Ну, что тут скажешь?
Действительно: ни «Ванек-взводных» — весь жизненных цикл которых на войне лимитировался подчас несколькими часами (ускоренные курсы военного училища — первый бой — братская могила), ни тем более — рядовых, в высокие штабы не пускали… И увидеть из своего окопа целиком, понять и оценить красивый стратегический замысел командования — посылающего их погибать на безымянные высотки и плацдармы, они не могли.
Зато, они разглядели войну в её максимальном приближении!

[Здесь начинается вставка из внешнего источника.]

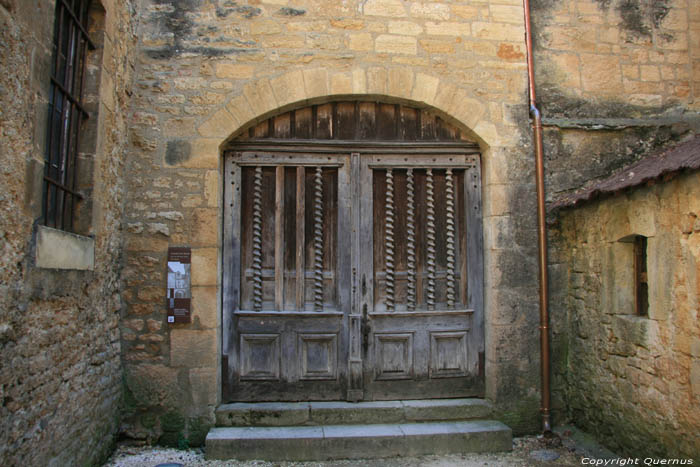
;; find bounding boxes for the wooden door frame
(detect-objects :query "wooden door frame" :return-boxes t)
[221,143,485,402]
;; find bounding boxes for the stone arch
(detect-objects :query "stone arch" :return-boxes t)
[197,67,501,150]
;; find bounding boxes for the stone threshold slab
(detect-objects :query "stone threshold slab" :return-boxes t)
[216,399,493,426]
[206,420,512,461]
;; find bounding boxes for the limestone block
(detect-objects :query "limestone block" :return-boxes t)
[374,34,418,55]
[204,170,219,207]
[389,21,424,36]
[452,5,479,19]
[270,70,306,106]
[546,53,581,89]
[170,329,218,368]
[250,20,282,34]
[216,63,255,79]
[189,368,219,413]
[483,184,511,217]
[473,121,501,146]
[367,67,387,94]
[362,0,407,18]
[388,67,413,98]
[411,73,440,104]
[192,208,219,246]
[425,21,471,37]
[304,68,328,98]
[581,54,623,94]
[35,226,95,271]
[448,89,484,129]
[171,138,221,169]
[433,81,457,115]
[243,79,279,117]
[262,34,306,49]
[192,248,219,286]
[409,2,450,20]
[418,39,455,54]
[348,32,374,52]
[331,73,352,95]
[226,96,256,131]
[352,68,367,94]
[192,287,219,329]
[472,22,525,42]
[639,65,661,81]
[331,18,365,31]
[690,358,700,397]
[489,5,525,24]
[125,363,182,407]
[197,108,242,138]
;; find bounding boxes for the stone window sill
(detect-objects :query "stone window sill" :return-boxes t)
[35,226,95,271]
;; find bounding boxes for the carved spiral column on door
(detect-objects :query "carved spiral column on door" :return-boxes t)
[314,167,323,311]
[406,169,416,311]
[445,169,456,308]
[253,167,263,311]
[384,169,395,311]
[425,169,435,311]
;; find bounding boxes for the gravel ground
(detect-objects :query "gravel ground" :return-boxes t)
[105,436,584,467]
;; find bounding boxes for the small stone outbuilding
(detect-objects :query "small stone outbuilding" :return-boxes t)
[551,136,700,461]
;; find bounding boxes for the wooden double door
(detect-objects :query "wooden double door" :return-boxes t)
[222,149,484,402]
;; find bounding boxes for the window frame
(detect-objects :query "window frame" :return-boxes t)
[41,0,96,232]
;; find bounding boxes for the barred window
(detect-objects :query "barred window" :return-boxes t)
[43,0,95,231]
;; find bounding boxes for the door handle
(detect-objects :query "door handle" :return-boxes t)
[362,303,372,358]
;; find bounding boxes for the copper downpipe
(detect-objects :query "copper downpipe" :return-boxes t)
[523,0,552,433]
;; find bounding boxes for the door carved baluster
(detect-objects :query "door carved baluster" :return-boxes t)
[384,169,395,311]
[253,167,263,311]
[425,169,435,311]
[445,169,455,308]
[406,168,416,311]
[314,167,323,311]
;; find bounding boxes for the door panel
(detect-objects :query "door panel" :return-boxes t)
[361,156,483,399]
[224,152,350,400]
[222,151,483,402]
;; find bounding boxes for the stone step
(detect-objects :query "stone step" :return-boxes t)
[206,420,512,461]
[216,399,493,427]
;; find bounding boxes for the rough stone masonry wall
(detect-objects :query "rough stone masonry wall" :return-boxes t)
[0,0,133,465]
[122,0,538,444]
[532,0,700,420]
[122,0,700,444]
[560,172,700,462]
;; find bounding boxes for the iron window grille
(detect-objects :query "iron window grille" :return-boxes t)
[43,0,95,231]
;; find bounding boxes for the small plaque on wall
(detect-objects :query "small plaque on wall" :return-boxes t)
[166,247,192,323]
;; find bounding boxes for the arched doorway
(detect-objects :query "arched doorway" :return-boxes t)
[222,101,484,402]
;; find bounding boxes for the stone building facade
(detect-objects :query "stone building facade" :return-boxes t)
[0,0,136,465]
[0,0,700,466]
[554,137,700,461]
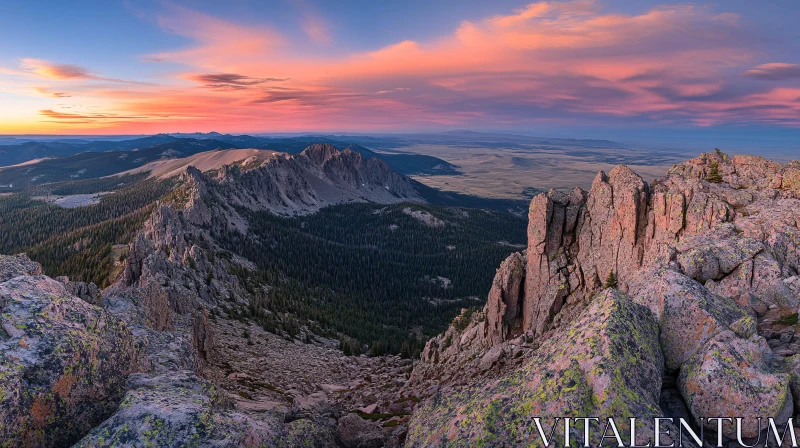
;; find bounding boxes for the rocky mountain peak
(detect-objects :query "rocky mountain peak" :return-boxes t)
[300,143,342,166]
[410,152,800,446]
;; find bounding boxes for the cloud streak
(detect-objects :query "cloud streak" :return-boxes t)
[6,0,800,132]
[744,62,800,81]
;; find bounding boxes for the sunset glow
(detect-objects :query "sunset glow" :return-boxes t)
[0,0,800,134]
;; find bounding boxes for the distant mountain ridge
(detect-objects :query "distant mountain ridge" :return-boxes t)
[0,132,459,189]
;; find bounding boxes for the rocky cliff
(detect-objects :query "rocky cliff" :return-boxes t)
[177,144,424,219]
[0,145,419,447]
[409,152,800,446]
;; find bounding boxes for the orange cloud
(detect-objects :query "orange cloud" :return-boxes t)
[20,58,97,79]
[744,62,800,81]
[6,0,800,133]
[145,4,284,67]
[34,87,72,98]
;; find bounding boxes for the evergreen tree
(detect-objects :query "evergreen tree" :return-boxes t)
[605,271,617,288]
[706,162,722,184]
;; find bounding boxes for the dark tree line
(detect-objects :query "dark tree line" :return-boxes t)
[215,204,526,354]
[0,177,173,286]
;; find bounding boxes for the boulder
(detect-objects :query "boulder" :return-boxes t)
[629,268,756,371]
[678,331,793,439]
[75,370,281,448]
[406,289,664,447]
[339,413,387,448]
[0,272,137,447]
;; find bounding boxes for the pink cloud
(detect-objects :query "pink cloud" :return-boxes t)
[10,0,800,132]
[20,58,97,80]
[744,62,800,81]
[145,4,284,67]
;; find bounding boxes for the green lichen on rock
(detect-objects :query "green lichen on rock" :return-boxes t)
[407,289,663,447]
[0,272,138,447]
[75,371,268,448]
[678,331,793,438]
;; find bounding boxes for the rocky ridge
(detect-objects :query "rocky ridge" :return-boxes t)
[0,145,428,447]
[407,152,800,446]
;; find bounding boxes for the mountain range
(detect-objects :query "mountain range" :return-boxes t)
[0,133,458,191]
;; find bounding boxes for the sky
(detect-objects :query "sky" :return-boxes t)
[0,0,800,138]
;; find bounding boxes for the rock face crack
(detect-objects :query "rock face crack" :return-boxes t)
[409,153,800,446]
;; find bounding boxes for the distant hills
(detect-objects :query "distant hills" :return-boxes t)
[0,132,459,192]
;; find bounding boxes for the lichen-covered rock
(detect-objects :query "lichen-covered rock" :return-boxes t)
[75,370,280,448]
[339,413,387,448]
[483,253,525,345]
[407,289,663,447]
[0,272,137,447]
[678,331,793,438]
[630,268,756,370]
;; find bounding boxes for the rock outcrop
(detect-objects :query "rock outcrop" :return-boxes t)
[409,152,800,446]
[406,289,676,447]
[0,255,138,447]
[208,144,424,215]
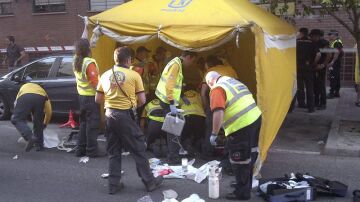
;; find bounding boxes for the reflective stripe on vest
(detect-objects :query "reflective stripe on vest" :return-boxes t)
[155,57,183,106]
[213,77,261,136]
[145,100,164,123]
[74,57,99,96]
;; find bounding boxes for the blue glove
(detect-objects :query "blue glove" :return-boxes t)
[170,105,178,115]
[210,133,217,146]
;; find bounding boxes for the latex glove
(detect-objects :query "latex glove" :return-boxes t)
[181,97,190,105]
[210,133,217,146]
[170,105,178,115]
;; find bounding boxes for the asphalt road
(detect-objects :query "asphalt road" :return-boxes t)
[0,122,360,202]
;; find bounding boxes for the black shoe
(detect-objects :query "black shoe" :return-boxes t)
[145,176,164,192]
[86,150,107,158]
[108,182,124,195]
[25,137,36,152]
[75,149,86,157]
[35,145,44,151]
[326,93,335,99]
[225,193,251,201]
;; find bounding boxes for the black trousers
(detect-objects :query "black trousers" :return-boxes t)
[314,69,326,106]
[296,66,315,111]
[180,115,206,153]
[105,109,154,185]
[77,95,100,155]
[329,66,340,94]
[160,101,180,161]
[202,106,215,157]
[226,117,261,198]
[11,93,46,146]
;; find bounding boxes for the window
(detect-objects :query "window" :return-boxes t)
[33,0,65,13]
[23,58,56,80]
[56,57,75,77]
[89,0,125,11]
[0,0,13,15]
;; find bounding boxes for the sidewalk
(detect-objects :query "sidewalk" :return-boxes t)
[270,88,360,156]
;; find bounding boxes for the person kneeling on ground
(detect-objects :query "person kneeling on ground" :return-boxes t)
[11,83,52,152]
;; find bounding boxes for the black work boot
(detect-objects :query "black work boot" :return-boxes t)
[144,176,164,192]
[25,136,36,152]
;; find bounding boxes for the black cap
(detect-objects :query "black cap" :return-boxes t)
[309,29,322,36]
[328,29,339,36]
[136,46,151,53]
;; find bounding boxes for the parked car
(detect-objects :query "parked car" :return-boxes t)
[0,55,79,120]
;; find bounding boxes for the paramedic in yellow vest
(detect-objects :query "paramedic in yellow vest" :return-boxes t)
[201,55,238,158]
[206,71,261,200]
[69,38,105,158]
[140,99,166,154]
[180,90,207,155]
[327,30,344,99]
[11,83,52,152]
[95,46,163,194]
[155,51,197,164]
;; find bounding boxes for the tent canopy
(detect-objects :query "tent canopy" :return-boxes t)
[90,0,296,171]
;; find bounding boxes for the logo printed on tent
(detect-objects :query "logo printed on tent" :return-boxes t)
[168,0,192,8]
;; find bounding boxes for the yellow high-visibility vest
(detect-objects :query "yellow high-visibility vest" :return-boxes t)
[180,90,206,117]
[212,76,261,136]
[155,57,184,106]
[73,57,99,96]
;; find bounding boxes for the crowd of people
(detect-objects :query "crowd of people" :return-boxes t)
[11,38,261,200]
[296,28,344,113]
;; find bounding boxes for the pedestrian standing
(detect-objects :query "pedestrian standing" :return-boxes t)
[11,83,52,152]
[310,29,330,110]
[328,30,344,99]
[155,51,197,164]
[73,38,105,158]
[206,71,261,200]
[296,28,320,113]
[95,46,163,194]
[3,36,26,72]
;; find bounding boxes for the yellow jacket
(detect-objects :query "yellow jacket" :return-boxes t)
[16,83,52,125]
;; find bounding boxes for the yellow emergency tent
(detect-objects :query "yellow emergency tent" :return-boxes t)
[90,0,296,170]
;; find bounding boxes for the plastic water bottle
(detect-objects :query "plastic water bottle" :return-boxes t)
[209,165,220,199]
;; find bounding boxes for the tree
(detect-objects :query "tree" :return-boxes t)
[261,0,360,70]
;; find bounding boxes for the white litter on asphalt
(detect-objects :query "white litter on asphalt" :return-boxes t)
[79,156,89,163]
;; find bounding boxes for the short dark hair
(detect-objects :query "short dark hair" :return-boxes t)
[206,55,224,67]
[6,36,15,43]
[299,27,309,36]
[114,46,131,65]
[181,51,197,58]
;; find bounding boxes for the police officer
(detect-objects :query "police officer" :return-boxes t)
[296,28,320,113]
[206,71,261,200]
[155,51,197,164]
[140,99,166,156]
[201,55,238,159]
[73,38,105,157]
[328,30,344,99]
[95,47,163,194]
[11,83,52,152]
[180,90,205,154]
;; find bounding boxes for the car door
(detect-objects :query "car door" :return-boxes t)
[8,57,56,112]
[46,56,79,114]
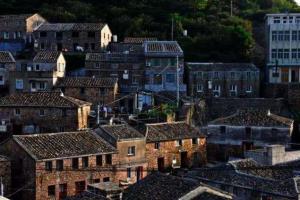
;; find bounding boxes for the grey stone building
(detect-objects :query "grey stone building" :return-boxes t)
[34,23,112,52]
[186,63,260,97]
[207,109,294,159]
[0,13,46,52]
[9,51,66,94]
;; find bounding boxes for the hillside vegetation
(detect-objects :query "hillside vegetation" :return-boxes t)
[0,0,300,65]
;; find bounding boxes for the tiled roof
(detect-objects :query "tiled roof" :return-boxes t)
[0,14,35,22]
[209,109,293,127]
[0,51,16,63]
[85,52,142,63]
[124,173,199,200]
[186,62,259,71]
[187,159,299,197]
[13,131,115,160]
[56,77,118,88]
[124,37,157,44]
[144,41,183,56]
[146,122,204,142]
[101,124,145,140]
[36,23,106,31]
[33,51,61,63]
[0,92,91,108]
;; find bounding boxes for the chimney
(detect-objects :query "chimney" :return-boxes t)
[113,35,118,42]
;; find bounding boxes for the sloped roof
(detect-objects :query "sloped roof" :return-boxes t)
[33,51,61,63]
[0,92,91,108]
[209,109,294,127]
[36,23,107,31]
[13,131,116,160]
[144,41,183,57]
[101,124,145,140]
[186,62,259,71]
[146,122,205,142]
[56,77,118,88]
[124,37,157,44]
[0,51,16,63]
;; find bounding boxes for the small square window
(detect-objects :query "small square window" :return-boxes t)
[128,146,135,156]
[56,160,64,171]
[48,185,55,197]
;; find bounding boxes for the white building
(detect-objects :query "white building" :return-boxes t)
[266,13,300,83]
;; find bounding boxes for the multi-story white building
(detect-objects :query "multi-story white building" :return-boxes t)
[266,13,300,83]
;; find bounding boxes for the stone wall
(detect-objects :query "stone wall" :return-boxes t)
[146,138,206,170]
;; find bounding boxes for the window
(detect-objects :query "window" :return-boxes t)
[292,31,297,41]
[197,83,203,92]
[105,154,112,165]
[272,31,277,41]
[192,138,198,144]
[127,146,135,156]
[154,142,160,149]
[88,31,96,38]
[72,31,79,38]
[59,183,68,199]
[48,185,55,197]
[103,177,109,182]
[75,181,85,194]
[127,168,131,178]
[176,140,182,147]
[166,74,175,83]
[283,49,290,59]
[15,108,21,116]
[40,109,45,116]
[220,126,226,134]
[56,32,63,39]
[82,157,89,168]
[271,49,277,59]
[96,155,103,166]
[40,31,47,37]
[45,161,52,172]
[284,31,290,41]
[246,85,252,93]
[56,160,64,171]
[292,49,297,59]
[80,88,85,94]
[72,158,79,169]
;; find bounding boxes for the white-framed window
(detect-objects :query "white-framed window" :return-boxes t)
[246,85,252,93]
[3,32,9,39]
[39,109,45,116]
[197,83,203,92]
[15,108,21,116]
[229,85,237,92]
[127,146,135,156]
[16,79,24,90]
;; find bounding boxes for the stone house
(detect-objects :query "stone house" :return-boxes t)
[1,131,118,200]
[10,51,66,94]
[55,77,118,108]
[145,122,206,171]
[0,155,12,197]
[0,92,92,134]
[186,63,260,98]
[34,23,112,52]
[0,51,16,92]
[96,124,148,186]
[143,41,186,93]
[207,109,294,160]
[0,13,46,52]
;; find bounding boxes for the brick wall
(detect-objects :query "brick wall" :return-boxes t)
[146,138,206,170]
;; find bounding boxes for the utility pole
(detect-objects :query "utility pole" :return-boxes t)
[171,17,174,41]
[230,0,233,17]
[176,56,180,108]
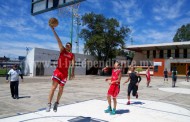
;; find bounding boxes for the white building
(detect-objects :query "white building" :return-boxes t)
[126,41,190,76]
[24,48,95,76]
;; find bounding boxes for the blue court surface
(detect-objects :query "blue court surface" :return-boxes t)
[0,99,190,122]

И без лишних прикрас и ложного пафоса, чудом выжившие вчерашние лейтенанты написали про войну — потому что считали, что не имеют права на ложь и говорят от имени целого поколения.
Истреблённого войной поколения!
Я к чему это?
Прочитав, бывало по несколько раз Александра Бека «Волоколамское шоссе» и Олега Меркулова «Комбат Ардатов», например, я получил представление о тактике пехоты, Виктора Некрасова «В окопах Сталинграда» — о боях в городских условиях, Эммануила Казакевиче «Звезда» — о действиях разведгрупп, Владимира Богомолова «В августе 44-го» — о действиях антидиверсионных групп…
Даже о том, что ждёт меня в плену, я заимел представление — прочитав «Это мы, Господи» Константина Воробьева!
Другое дело, что из этого ничего мне не пригодилось (и слава Богу!) — но это уже другой вопрос и не ко мне.
Однако, читая-перечитывая поэзию-прозу 20−30-х годов об «Империалистической» или чаще о Гражданской войне, я вдруг заметил её разительную разницу по сравнению с нашей «Лейтенантской прозой». Молодым людям её читающим — предстоит сражаться, погибать и побеждать в Великой Отечественной Войне… И что они почерпнут, к примеру, у Фадеева в его «Разгроме»? У Бабеля — в «Конармии», или даже у Шолохова — в «Тихом Доне»?
Не… Последнее произведение, написанное бывшим бойцом продотряда — потрясающая, просто эпически шедевральная вещь!